Radley Yeldar’s Fit for Purpose Index suggests that over a third (36%) of businesses make major claims about fulfilling their purpose in customer communications, without convincingly backing it up with tangible actions or commitments.

As Ben Richards, consulting director at Radley Yeldar, notes: “A purpose statement might once have been manufactured in a corner of an organisation and used on the cover of the corporate brochure: this is no longer good enough. For purpose to be effective it must be an authentic part of every interaction and businesses are well placed to be a genuine force for change, something we’ve seen consumers respond to and support.”   

Efforts to ‘greenwash’ a brand, making environmental claims mainly to shift more products, can backfire badly with customers. And this is also the case with employees. Just as strong brand values can drive employee engagement, so organisations that fail to live up to their CSR or green credentials can see levels of engagement drop.

For this reason, it is important that corporate social responsibility is intrinsically linked to the brand’s core values to avoid suspicions that it is merely something cosmetic. Because the reality is that in today’s world, both consumers and employees are demanding that organisations are contributing to society.

However, while Innocent’s purpose is intrinsically linked to the brand’s values, the same can’t be said for most brands, according to the Fit For Purpose Index. It found that of those brands questioned, only around a third (38%) had aligned their sustainability strategy and their purpose; only 11% had placed their purpose at the heart of their business model and only 9% had integrated purpose to their employees’ everyday work.
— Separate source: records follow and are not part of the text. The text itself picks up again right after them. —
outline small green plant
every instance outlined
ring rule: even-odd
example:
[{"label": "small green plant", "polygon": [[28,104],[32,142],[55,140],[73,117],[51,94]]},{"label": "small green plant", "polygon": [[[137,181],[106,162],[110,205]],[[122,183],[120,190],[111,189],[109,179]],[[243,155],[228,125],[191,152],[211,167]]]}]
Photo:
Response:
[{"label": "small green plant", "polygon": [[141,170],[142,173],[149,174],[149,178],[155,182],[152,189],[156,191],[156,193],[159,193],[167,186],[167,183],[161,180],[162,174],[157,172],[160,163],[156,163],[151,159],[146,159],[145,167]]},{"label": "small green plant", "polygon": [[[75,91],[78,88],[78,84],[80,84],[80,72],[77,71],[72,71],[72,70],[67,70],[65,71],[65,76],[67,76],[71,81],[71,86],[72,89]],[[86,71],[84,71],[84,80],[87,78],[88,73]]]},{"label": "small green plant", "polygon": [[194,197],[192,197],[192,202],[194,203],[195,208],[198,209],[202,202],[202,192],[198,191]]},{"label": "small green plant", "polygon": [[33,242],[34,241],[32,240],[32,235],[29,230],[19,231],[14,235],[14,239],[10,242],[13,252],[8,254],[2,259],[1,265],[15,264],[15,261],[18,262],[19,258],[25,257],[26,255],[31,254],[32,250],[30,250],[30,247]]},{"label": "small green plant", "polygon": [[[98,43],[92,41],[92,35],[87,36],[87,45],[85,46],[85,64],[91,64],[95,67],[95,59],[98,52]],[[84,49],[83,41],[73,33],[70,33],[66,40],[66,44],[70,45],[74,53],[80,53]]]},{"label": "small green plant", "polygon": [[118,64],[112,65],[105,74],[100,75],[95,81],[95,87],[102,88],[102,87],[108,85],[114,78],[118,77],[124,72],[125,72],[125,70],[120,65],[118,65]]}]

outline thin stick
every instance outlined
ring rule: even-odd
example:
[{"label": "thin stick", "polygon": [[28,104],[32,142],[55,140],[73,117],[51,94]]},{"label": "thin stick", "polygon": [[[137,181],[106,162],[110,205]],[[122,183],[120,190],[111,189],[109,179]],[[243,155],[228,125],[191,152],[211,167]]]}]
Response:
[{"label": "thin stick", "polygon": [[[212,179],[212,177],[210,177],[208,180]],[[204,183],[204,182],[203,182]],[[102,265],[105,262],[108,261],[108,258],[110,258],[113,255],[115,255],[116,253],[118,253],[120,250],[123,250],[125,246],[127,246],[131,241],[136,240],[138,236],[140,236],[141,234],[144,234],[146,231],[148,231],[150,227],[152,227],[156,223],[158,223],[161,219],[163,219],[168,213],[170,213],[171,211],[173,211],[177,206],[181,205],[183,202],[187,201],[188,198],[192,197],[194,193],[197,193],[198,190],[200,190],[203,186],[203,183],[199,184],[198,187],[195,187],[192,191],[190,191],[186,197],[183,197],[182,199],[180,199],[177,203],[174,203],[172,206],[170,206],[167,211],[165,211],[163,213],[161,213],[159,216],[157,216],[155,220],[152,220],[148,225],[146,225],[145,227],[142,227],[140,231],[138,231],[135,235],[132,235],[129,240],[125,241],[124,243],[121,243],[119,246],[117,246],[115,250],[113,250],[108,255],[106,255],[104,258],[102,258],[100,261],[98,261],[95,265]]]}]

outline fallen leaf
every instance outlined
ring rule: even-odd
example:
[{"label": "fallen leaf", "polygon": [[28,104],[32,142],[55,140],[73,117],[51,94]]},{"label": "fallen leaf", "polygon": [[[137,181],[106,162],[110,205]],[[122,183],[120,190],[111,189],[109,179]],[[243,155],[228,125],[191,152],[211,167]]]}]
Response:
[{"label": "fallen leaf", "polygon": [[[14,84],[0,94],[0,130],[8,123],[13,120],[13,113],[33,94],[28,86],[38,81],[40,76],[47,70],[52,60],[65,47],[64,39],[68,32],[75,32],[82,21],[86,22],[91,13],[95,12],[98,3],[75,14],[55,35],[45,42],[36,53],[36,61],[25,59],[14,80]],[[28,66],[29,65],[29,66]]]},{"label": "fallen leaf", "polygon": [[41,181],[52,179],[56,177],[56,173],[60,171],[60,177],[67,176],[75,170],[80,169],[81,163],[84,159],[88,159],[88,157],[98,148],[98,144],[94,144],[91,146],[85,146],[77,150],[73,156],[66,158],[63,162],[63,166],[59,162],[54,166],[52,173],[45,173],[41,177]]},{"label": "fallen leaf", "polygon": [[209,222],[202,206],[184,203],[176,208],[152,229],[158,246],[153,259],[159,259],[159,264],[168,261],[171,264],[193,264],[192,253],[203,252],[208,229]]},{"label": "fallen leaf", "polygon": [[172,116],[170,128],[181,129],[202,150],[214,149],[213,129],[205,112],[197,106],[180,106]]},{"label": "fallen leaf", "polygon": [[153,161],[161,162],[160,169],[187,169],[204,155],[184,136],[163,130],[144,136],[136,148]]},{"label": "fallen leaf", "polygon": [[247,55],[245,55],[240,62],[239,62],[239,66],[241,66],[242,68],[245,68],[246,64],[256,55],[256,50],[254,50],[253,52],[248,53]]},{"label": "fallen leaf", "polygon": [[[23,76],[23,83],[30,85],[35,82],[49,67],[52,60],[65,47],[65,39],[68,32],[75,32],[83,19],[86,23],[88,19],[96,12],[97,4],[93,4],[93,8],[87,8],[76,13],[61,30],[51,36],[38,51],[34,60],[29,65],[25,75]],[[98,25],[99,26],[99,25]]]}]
As a result, it concluded that although three-quarters described their higher purpose in terms of social or human benefit, only around a tenth (11%) could convincingly demonstrate how their purpose is put into practice.

Reed acknowledges that actions speak louder than words, and that brands must walk the walk as well as talking the talk if they are to keep up with customer and employee demands.

“Across the board, the business world is increasingly under pressure to demonstrate responsible business practises. While many come under legal compliance like environmental legislation, more and more frequently, the businesses of today are increasingly being encouraged to go that extra mile.

“To remain competitive in today’s fierce working environment, employers need to be able to adapt to new demands from both the market in which they operate in and society, no matter the size of the business.”

And Reed also emphasises that being a socially responsible business needn’t cost a fortune. 

“CSR can range from no-cost or very low-cost initiatives, such as giving staff days off work to volunteer for good causes, to high-budget strategy supported by PR or advertising. There's no one-size-fits-all model but as long as it’s considered and planned, business are only limited by ingenuity and creativity.”

Reed concludes: “Doing good doesn't need to cost the earth.”